Tannersville, PA – Wolf Administration officials today visited the newly constructed fire tower at Big Pocono State Park in Monroe County to highlight readiness for wildfire prevention and suppression in Pennsylvania.

“DCNR is responsible for prevention and suppression of wildfires on Pennsylvanian’s 17 million acres of state and private woodlands and brush lands, and mountaintop fire lookout towers continue to provide an excellent vantage point for spotting wildfire smoke along the horizon and conveying fire locations to firefighting crews,” Department of Conservation and Natural Resources Secretary Cindy Adams Dunn said.

The 40-foot high Big Pocono Fire Tower was constructed last year. Because of its historical significance, the original tower was moved to the grounds of Gifford Pinchot’s summer residence at the U.S.D.A. Forest Service’s Grey Towers National Historic Site in Milford where it will be used as an exhibit.
This year more than 1,800 acres have been impacted by wildfire in Pennsylvania in a total of 686 fires.

In September 2017, DCNR began a $4 million project to replace 16 forest fire lookout towers on state forestland. Many of the original towers were constructed in the 1920s through 1940 and needed to be replaced. E2 Project Management out of Rockaway, N.J., designed the project; the contractor is Lycoming Supply in Williamsport.

DCNR’s Bureau of Forestry maintains a fire-detection system, and works with fire wardens and volunteer fire departments to ensure they are trained in the latest advances in fire prevention and suppression.

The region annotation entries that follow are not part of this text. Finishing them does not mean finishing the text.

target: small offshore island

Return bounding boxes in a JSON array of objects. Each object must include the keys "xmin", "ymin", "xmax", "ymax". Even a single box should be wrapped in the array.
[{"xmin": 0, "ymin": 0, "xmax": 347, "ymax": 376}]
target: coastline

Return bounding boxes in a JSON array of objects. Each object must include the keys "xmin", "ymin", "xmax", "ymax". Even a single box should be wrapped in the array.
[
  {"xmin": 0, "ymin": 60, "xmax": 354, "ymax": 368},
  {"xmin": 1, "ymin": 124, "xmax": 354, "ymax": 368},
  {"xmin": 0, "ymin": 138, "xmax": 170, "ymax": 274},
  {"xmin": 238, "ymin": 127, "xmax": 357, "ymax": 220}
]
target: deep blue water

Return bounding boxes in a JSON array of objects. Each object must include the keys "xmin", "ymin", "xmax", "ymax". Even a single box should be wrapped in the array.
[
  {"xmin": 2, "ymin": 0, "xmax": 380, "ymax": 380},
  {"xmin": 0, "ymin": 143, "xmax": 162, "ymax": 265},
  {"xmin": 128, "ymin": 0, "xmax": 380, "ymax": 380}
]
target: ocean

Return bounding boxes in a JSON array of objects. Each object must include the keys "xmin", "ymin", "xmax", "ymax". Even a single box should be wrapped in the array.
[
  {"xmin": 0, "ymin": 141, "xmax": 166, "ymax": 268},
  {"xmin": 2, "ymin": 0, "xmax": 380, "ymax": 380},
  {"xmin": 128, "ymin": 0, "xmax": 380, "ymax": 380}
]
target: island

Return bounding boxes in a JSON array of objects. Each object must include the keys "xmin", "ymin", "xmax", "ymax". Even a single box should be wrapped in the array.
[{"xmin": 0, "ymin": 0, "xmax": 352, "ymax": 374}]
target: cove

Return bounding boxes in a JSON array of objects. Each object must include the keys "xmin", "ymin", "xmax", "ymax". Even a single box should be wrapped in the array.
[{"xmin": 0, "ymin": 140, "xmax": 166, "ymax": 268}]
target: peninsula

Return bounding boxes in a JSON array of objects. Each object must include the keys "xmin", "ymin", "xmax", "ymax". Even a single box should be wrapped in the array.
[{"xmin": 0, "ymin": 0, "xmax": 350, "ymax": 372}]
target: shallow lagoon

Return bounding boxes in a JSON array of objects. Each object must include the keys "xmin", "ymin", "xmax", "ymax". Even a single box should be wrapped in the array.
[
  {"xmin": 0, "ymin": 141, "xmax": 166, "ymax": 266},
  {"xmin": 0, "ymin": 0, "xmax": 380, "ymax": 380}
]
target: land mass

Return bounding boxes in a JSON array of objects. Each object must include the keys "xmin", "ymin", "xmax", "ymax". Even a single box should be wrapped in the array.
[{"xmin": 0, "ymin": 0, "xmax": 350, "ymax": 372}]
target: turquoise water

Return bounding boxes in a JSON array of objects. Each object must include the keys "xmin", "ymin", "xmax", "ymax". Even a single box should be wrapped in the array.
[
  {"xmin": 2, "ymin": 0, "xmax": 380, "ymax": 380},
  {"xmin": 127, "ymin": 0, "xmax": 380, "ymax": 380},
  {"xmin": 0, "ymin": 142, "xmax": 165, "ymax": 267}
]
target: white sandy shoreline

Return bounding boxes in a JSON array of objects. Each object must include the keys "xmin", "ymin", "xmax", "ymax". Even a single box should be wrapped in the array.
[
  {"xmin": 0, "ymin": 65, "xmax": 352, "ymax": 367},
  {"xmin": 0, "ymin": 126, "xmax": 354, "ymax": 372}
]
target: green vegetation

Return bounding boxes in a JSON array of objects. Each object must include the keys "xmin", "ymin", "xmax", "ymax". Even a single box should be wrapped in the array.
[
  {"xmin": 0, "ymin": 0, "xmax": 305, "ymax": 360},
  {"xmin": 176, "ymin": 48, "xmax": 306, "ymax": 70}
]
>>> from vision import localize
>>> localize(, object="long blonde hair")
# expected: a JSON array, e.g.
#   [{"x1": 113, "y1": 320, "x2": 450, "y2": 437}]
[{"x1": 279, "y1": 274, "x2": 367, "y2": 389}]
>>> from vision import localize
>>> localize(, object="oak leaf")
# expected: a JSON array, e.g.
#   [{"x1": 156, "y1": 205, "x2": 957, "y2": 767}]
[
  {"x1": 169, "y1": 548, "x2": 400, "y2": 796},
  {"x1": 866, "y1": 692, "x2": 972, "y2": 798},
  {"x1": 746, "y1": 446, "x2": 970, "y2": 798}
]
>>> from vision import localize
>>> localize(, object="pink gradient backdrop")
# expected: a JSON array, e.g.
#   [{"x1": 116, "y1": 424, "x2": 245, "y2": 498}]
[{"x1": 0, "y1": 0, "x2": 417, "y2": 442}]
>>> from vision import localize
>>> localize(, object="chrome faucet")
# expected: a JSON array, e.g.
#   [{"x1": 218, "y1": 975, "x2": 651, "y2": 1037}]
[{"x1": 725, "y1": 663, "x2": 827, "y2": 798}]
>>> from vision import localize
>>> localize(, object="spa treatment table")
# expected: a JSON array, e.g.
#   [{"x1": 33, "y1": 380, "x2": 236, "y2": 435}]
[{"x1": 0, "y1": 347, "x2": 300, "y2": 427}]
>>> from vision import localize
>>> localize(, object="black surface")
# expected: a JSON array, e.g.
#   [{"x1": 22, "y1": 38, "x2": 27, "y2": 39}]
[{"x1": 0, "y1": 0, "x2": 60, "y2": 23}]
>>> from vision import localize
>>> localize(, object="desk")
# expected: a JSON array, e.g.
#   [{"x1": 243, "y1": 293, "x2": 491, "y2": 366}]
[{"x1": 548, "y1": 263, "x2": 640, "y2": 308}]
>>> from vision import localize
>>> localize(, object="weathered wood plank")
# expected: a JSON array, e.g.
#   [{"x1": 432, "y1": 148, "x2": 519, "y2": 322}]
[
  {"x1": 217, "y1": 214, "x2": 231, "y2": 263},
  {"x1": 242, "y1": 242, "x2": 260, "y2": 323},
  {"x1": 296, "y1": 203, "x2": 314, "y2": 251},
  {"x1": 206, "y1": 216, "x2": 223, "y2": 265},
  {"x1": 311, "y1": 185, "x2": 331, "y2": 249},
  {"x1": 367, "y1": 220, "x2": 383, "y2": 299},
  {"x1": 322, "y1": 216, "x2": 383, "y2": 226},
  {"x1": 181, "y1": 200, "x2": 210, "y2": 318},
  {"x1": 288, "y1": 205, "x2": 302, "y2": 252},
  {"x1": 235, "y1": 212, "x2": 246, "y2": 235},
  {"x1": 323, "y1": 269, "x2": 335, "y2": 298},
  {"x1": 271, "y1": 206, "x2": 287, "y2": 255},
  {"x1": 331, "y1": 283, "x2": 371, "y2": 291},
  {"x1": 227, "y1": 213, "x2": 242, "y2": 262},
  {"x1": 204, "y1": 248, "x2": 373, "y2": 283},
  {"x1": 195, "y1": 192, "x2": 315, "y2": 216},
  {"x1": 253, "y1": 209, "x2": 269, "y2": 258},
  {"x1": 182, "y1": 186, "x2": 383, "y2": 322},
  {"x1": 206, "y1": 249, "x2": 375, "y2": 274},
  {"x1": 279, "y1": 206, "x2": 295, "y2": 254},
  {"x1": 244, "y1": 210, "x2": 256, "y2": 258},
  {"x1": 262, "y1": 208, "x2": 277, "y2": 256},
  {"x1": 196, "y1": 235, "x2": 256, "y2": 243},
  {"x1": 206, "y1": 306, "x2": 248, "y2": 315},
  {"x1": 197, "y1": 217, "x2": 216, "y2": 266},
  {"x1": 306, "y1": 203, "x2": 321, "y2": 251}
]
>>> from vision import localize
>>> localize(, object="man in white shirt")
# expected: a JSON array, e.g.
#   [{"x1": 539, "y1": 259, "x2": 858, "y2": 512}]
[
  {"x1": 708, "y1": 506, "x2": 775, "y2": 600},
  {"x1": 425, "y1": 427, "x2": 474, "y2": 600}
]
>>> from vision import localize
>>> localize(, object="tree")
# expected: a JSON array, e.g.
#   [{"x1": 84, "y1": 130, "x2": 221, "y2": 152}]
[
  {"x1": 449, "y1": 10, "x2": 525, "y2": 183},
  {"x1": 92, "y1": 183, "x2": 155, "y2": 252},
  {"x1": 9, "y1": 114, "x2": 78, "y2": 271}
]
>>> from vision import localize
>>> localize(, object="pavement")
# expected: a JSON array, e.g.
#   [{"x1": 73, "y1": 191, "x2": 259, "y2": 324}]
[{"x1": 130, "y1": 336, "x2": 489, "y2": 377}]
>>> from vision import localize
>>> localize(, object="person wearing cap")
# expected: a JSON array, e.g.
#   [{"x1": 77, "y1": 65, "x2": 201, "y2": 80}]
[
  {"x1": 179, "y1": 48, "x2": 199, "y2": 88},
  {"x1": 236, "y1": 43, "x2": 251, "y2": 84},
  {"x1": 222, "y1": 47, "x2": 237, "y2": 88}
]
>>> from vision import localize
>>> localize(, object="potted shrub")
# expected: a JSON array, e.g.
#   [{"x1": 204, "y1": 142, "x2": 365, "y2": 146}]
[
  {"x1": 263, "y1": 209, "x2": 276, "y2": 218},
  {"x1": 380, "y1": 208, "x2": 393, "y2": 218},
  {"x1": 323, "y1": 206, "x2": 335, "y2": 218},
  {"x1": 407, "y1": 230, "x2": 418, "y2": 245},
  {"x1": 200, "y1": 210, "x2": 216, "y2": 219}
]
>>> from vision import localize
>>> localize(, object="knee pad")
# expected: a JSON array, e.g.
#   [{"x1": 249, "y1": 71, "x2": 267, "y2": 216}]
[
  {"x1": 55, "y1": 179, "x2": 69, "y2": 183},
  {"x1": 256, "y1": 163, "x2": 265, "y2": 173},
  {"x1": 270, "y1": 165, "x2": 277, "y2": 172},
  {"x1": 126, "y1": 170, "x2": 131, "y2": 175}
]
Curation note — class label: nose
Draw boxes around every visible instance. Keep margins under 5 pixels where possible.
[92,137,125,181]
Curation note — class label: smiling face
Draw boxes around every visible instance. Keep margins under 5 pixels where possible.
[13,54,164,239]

The department owns 50 fire towers that are still standing. About 20 still are actively staffed in periods of high fire danger, and that number is growing as replacements come online. Pennsylvania also uses fire surveillance from planes and people on the ground, but fire lookout towers continue to be the safest and most cost effective means to pinpoint wildfire locations and notify crews without delay.